Rather, they are typical.
The details may vary from person to person, but the bottom line never does.
Some have invited me into their homes, concerned they might be recognised in public.
Others have insisted on clandestine meetings in places such as service station car parks.
They hand over bundles of documents, video footage and other evidence gathered against them by insurance companies fighting them in their claims for compensation.
They don't want to be identified in our stories. The fear has got to them. Fear of reprisals, or flak from their colleagues, or trouble with the insurance companies.
They are paranoid and jumpy. They feel persecuted. Like criminals.
But they push me to keep going. They want their stories to be heard, their pain to be known.
These are men and women who joined the NSW Police Force to protect and serve their community.
Now they are scared, broken and sad people whose lives have been ripped apart.

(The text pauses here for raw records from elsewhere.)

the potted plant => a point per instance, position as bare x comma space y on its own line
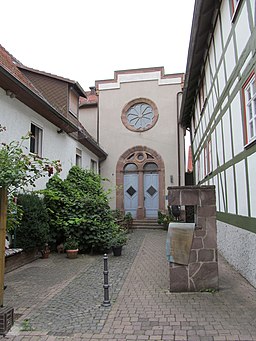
45, 251
71, 247
128, 220
117, 242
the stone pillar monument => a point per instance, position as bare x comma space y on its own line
201, 272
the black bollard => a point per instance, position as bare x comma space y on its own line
106, 302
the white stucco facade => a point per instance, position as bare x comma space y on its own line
162, 137
17, 118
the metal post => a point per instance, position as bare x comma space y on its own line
106, 302
3, 215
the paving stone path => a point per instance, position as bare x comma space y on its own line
67, 305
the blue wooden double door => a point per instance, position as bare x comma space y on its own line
142, 190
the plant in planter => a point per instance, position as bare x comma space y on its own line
45, 251
71, 247
117, 242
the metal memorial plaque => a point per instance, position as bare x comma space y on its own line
179, 242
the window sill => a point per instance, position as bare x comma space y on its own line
236, 10
250, 144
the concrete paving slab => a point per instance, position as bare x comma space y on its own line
62, 298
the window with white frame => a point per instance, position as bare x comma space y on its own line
234, 7
36, 139
201, 96
94, 166
78, 157
207, 158
249, 91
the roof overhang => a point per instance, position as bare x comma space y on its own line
34, 101
87, 140
204, 19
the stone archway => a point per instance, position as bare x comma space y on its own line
145, 161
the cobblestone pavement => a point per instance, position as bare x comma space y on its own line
61, 299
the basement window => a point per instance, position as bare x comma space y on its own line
36, 140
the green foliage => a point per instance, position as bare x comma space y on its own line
19, 169
78, 207
33, 230
71, 244
14, 214
165, 218
119, 238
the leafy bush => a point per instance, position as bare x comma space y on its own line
78, 207
33, 230
164, 219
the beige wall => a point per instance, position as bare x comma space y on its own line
88, 118
162, 138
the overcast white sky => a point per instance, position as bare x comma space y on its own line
88, 40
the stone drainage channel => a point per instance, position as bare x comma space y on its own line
77, 308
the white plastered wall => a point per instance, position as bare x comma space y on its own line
162, 138
17, 119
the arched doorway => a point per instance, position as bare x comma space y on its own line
140, 183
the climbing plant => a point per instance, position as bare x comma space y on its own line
78, 207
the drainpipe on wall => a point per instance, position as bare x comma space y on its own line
178, 135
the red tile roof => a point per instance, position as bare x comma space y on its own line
10, 64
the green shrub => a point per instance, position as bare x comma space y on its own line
78, 207
33, 230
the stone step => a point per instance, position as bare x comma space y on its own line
146, 224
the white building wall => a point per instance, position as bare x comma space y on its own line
17, 119
252, 183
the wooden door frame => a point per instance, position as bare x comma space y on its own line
139, 155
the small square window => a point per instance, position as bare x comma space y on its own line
36, 139
94, 166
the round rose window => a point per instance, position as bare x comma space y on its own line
139, 115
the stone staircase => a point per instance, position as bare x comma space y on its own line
146, 224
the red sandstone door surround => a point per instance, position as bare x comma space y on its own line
140, 160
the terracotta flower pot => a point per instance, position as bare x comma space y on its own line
72, 254
117, 250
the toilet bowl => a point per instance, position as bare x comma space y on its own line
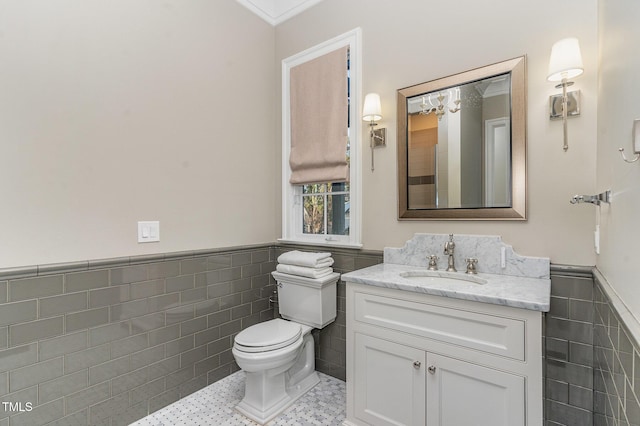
278, 356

They all tell the same sorry tale.
Isolated, ostracised from their colleagues who they considered friends, and let down by the system.
Some speak of ruined relationships. They confess, sometimes in shocking detail, to physically and verbally abusing the people they love most.

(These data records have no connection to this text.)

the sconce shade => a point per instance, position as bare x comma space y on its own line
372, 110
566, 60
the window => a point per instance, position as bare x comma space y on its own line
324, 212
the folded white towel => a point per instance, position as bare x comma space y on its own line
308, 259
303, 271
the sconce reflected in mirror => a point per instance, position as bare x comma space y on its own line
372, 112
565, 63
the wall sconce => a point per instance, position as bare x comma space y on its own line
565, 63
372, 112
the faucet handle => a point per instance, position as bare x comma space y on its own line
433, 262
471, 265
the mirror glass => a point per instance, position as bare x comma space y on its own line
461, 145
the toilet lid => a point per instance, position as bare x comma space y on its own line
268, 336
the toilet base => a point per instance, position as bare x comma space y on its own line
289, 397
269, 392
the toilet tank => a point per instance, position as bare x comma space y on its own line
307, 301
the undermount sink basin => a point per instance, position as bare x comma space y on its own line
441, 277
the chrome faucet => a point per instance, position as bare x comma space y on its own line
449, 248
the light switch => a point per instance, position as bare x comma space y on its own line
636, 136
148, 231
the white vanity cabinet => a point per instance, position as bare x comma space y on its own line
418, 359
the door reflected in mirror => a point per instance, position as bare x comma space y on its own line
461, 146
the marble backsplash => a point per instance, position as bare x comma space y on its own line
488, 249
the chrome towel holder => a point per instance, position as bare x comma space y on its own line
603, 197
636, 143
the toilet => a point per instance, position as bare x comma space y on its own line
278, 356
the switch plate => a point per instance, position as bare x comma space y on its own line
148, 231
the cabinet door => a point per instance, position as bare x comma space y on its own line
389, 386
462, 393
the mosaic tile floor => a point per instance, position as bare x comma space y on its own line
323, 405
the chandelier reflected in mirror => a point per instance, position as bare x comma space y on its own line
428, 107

If they're not popping pills to stay on an even keel, they're smoking a pack or two a day and drinking themselves to sleep.
Drugs, prescribed or self-medicated, are one of the few ways they've been able to briefly silence the demons, the haunting screams in their heads of victims they couldn't save, of the evil and depravity they've witnessed, of the wrongs they couldn't right.
The raw honesty of these people is overwhelming.
But more chilling is the severity of their symptoms.
Post-traumatic stress disorder has crippled so many of them.
Big burly detectives who've solved some of the region's worst homicides, who've faced the most evil of criminals, have been reduced to shells of their former selves.
Their sense of abandonment and helplessness triggers fluctuating emotions. One moment, their eyes are heavy and sad. In the next instant, those same eyes flicker white with rage. Or drown in tears.
What makes no sense, though, is that these men and women genuinely feel they have nowhere to turn. The welfare system does not exist for them. They have been cast aside.
From what I've seen, these people aren't faking it to secure a compo payout.
They are not putting it on. No-one would choose to live like that.
No doubt there are some who rort the system. But the broken human beings I've met in recent months certainly haven't chosen this path.
Hiding away, day after day, struggling with "normal" activities such as buying bread and milk or sitting on the beach, trying to deal with the guilt of broken relationships, staring into the future and seeing nothing there, feeling hunted by insurance company surveillance whenever they venture outside.
It's not a life anyone would choose.
If so many of the brave men and women who sign up to protect the community only feel safe when they are behind closed doors, then what hope do we have?
Society owes it to these people to pull them out of their despair. We need to get them the help, treatment and support they need.